To be honest - forking the tool instead of enhancing the built-in-one is not a good road to go in my opinion. Especially if its because the procedure how to get things into the main code is too complex/slow-moving/whatever. Thats not reallly encouraging for people who want to help and feels more as a drawback.
Basically: Forking it to work around that issue just doesn’t feel the right way to go.
I’m basically completly new to Python, so no - I don’t know Celery. But asynchronous processing is a known concept to me. Trying to process the verification rules in a multithreaded fashion to speed things up was my first try - but it came to a fast stop because the database access is bound to just one thread. And Nick also posted in another Thread that Gramps design had never multithreading in mind and it would mean a great overhaul. With my latest changes in my tree with all the DB work done before the actual data processing I could try multithreading the rules again but I’d like to see some code move first.
The main benefit for me for working on it is that the Verification Tool is a built-in tool in Gramps. So every single Gramps user could directly benefit from it. If there is stuff in my changes which prevent it from being merged I’m looking forward to fix it. If its just bad timing because yall busy with preparing the next release thats also fine and I’ll happily wait until the dust settles. Its just all about communication
In the end I rather start developing a new application working with Gedcom as input which would also open the user-base to those not using Gramps at all before I fork verify.py or develop a new plugin for Gramps. I still feel way more comfortable in Java which pays my bill for over 20 years than in Python which I started basically together with writing that thread…
Thats much appreciated. One way to get better (the code and the person ) is by getting to know what can be improved. I’m grateful for any message about found bugs, or advices on how things should have been be done instead.
Enhancing the core code is the best way to go in this case. I can’t see why anyone would object to your changes.
You have obviously spent time investigating the trade-offs between performance and memory, and safeguarded against excessive memory usage by using LRU cache.
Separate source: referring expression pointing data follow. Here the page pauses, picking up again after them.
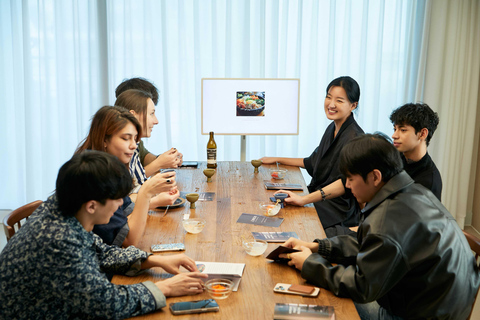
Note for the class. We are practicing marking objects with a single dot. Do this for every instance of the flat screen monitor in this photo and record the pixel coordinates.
(250, 106)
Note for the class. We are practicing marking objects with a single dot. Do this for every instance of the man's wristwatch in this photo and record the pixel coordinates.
(324, 196)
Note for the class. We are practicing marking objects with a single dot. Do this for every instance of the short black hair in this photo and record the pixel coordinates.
(138, 84)
(368, 152)
(417, 115)
(351, 87)
(91, 175)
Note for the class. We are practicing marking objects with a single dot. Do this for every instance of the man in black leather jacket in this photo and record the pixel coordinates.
(410, 259)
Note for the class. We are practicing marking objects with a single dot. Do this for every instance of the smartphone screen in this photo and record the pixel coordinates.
(168, 247)
(189, 164)
(198, 306)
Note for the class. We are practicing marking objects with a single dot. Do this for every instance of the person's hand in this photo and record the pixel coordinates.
(165, 198)
(169, 159)
(180, 159)
(295, 243)
(182, 284)
(293, 198)
(161, 182)
(268, 160)
(297, 258)
(172, 263)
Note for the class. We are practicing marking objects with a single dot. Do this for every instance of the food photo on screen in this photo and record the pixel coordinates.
(250, 103)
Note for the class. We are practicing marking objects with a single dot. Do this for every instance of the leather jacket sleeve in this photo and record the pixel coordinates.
(379, 265)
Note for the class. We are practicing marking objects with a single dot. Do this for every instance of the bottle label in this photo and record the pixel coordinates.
(211, 156)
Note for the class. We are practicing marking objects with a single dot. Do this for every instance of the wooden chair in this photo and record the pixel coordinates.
(474, 243)
(17, 215)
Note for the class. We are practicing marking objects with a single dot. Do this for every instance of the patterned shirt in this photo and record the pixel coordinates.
(52, 268)
(136, 170)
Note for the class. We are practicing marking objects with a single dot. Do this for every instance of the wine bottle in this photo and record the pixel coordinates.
(211, 152)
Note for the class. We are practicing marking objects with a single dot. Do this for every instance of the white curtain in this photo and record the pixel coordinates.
(51, 82)
(451, 86)
(61, 61)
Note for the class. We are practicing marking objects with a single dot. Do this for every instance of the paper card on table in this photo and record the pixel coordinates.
(202, 196)
(260, 220)
(285, 186)
(303, 311)
(232, 271)
(274, 236)
(274, 255)
(275, 200)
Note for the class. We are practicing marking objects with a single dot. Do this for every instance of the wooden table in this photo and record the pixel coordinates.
(237, 190)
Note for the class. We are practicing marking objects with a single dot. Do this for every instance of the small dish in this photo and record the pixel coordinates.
(270, 209)
(194, 225)
(255, 248)
(278, 173)
(178, 203)
(219, 288)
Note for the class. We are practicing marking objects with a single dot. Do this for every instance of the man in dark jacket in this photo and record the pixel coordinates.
(413, 127)
(410, 259)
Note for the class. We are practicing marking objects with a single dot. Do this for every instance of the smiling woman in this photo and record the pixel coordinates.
(115, 130)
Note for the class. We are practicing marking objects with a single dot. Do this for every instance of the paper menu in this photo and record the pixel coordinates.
(232, 271)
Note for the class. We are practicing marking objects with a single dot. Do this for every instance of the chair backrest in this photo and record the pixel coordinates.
(17, 215)
(474, 243)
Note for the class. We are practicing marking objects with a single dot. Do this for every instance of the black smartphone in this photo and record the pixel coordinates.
(193, 164)
(198, 306)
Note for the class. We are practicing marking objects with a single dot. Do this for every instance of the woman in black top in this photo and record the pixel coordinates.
(335, 205)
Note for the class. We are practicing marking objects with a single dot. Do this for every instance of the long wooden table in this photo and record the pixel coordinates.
(237, 190)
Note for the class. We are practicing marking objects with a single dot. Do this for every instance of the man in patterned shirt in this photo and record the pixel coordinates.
(55, 267)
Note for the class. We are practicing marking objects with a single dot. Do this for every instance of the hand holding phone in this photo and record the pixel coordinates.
(298, 289)
(199, 306)
(167, 247)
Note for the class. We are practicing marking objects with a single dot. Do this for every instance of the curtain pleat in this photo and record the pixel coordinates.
(62, 60)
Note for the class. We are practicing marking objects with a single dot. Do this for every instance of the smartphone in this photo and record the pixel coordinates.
(301, 290)
(193, 164)
(198, 306)
(168, 247)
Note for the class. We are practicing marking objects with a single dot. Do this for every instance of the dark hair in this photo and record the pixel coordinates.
(136, 100)
(138, 84)
(91, 175)
(106, 122)
(417, 115)
(350, 86)
(368, 152)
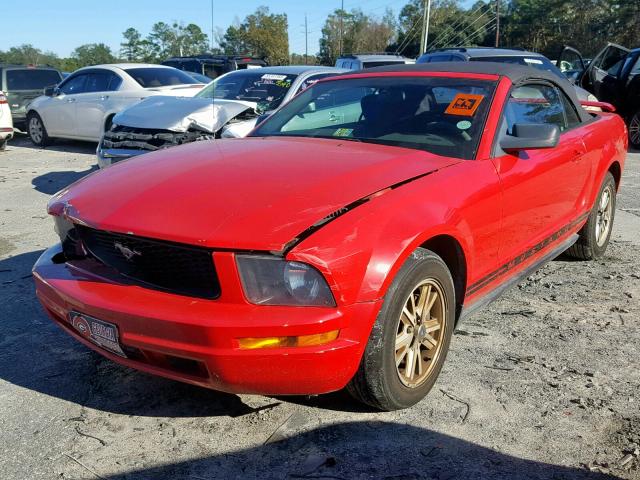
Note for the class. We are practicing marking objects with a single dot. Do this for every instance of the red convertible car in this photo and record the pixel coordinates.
(341, 242)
In this particular case I am willing to consider including this in v5.2 if it is ready. The changes are self-contained within a single plugin are are highly unlikely to affect any other code.
@Nick-Hall I removed the LRU cache and replaced it again by a regular dict because the custom made objects I made are now greatly reducing memory consumption in that cache by more than 140 MB (for my tree) and comparing to the original “bad caching” solution which is in master right now only add like 20 MB to the applications memory footprint
Do you want me to update the existing Pull request which currently only covers the TreeView (instead of ListView) or should we go step by step like that (my proposal):
Probably depends on how much effort your QA process for each pull request takes versus the ability to review the code changes easily
OK, great! I just found another interesting result, no exception this time …
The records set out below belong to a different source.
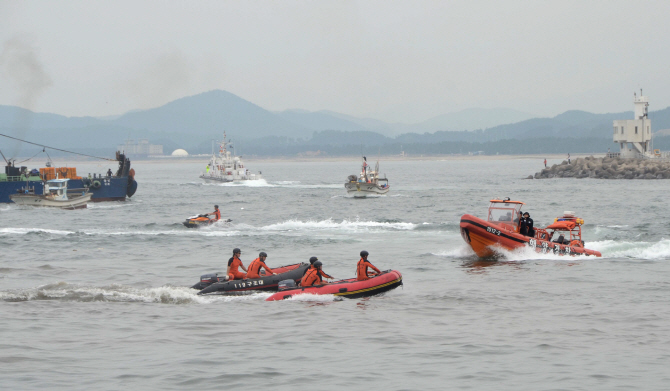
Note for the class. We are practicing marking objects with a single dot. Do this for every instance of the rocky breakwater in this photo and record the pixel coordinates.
(608, 168)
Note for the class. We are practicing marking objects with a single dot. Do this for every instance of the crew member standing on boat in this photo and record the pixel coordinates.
(256, 265)
(216, 213)
(526, 225)
(233, 264)
(321, 272)
(312, 276)
(362, 267)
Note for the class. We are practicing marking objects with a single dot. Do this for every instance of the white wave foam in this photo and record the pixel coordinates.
(24, 231)
(526, 253)
(119, 293)
(292, 225)
(251, 183)
(313, 298)
(464, 251)
(634, 250)
(108, 205)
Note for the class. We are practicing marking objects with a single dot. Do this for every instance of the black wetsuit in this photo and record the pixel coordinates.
(526, 227)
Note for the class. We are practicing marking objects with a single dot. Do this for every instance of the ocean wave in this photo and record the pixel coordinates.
(633, 250)
(118, 293)
(526, 254)
(309, 297)
(251, 183)
(294, 225)
(25, 231)
(462, 252)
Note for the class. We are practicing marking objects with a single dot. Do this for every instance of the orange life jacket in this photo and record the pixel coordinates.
(253, 271)
(362, 270)
(311, 277)
(234, 263)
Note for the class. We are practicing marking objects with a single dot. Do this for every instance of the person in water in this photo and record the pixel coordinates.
(216, 213)
(255, 267)
(321, 272)
(233, 264)
(312, 275)
(526, 225)
(362, 273)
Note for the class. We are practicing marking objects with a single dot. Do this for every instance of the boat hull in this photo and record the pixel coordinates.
(292, 272)
(362, 189)
(485, 237)
(75, 202)
(110, 189)
(350, 288)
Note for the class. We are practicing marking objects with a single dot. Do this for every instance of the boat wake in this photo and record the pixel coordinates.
(462, 252)
(247, 183)
(330, 224)
(26, 231)
(633, 250)
(63, 291)
(223, 229)
(308, 297)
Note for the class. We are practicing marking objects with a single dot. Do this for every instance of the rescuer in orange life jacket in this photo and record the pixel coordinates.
(216, 213)
(313, 275)
(233, 264)
(362, 273)
(321, 272)
(255, 267)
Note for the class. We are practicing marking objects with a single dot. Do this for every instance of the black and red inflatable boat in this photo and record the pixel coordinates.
(216, 283)
(350, 288)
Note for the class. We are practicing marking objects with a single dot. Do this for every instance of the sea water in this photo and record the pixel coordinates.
(100, 299)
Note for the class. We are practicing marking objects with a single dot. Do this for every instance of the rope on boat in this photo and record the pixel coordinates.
(57, 149)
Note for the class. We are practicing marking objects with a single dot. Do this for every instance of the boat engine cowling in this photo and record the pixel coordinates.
(286, 284)
(209, 278)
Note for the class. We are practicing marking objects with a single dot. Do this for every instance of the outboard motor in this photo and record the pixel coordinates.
(286, 284)
(209, 278)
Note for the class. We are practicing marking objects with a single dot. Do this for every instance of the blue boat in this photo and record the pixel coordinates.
(114, 187)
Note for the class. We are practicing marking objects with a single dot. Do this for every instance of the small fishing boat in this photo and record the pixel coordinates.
(226, 167)
(202, 221)
(351, 288)
(217, 283)
(368, 182)
(501, 230)
(56, 195)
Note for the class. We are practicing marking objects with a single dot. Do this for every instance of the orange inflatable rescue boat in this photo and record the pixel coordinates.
(501, 230)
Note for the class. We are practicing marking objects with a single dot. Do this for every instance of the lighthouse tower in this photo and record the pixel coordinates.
(634, 136)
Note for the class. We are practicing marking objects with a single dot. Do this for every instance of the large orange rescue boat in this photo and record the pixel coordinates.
(501, 230)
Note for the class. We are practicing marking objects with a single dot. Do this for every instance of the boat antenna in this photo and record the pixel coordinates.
(56, 149)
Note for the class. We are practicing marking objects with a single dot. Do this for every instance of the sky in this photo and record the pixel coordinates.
(398, 61)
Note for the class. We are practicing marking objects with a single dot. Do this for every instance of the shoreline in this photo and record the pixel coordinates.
(312, 159)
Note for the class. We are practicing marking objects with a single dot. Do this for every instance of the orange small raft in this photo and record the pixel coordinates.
(501, 230)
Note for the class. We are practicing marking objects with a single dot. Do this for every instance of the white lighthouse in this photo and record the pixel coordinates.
(634, 136)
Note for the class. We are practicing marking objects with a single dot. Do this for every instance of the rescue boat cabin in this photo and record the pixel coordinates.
(505, 213)
(56, 189)
(566, 229)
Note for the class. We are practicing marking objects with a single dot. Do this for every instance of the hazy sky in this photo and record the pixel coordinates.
(392, 60)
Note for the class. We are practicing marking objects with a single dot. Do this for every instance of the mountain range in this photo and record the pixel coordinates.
(192, 122)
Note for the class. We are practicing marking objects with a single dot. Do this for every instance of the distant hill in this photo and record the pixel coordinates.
(211, 113)
(193, 122)
(319, 120)
(475, 118)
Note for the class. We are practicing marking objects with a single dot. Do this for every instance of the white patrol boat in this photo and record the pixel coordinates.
(226, 167)
(368, 182)
(55, 196)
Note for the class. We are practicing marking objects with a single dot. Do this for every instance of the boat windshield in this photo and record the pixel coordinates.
(505, 212)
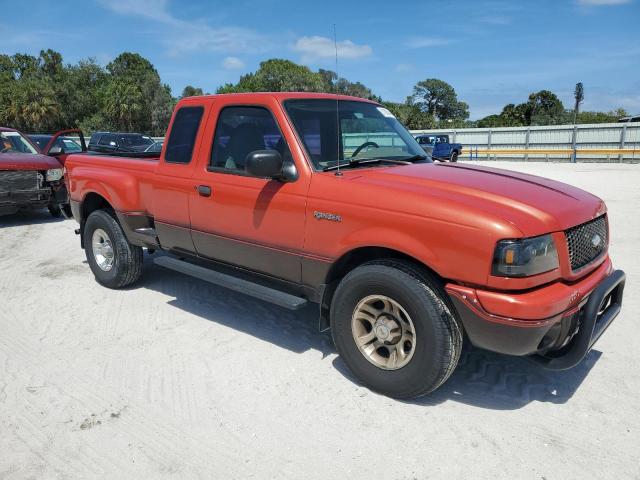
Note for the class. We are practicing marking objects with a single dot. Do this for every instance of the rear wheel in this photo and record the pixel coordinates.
(113, 260)
(395, 329)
I checked some families that are listed as having events of type Unknown, and found that they had a marriage and a divorce, nothing more.
And further testing shows that even a family that has a single Marriage event can be marked as such, when their role in the event is Unknown. When I set their role to Primary, they’re OK.
Can you provide some test data by any chance? I have 6018 families in my tree with one having a marriage of role Unknown - and only that family gets listed for me. It should only list families who have at least one event with the role “Unknown”. Are you sure the families you get listed don’t fall into that category?
Maybe its a misunderstanding and the error message should be rephrased - its all about the role (Unknown, Primary, Family), not the event type (marriage, divorce, …)
Edit: I rephrased the error message from “Family/Person has events of type Unknown” to “Family/Person has events with role Unknown”. Thanks for pointing that out!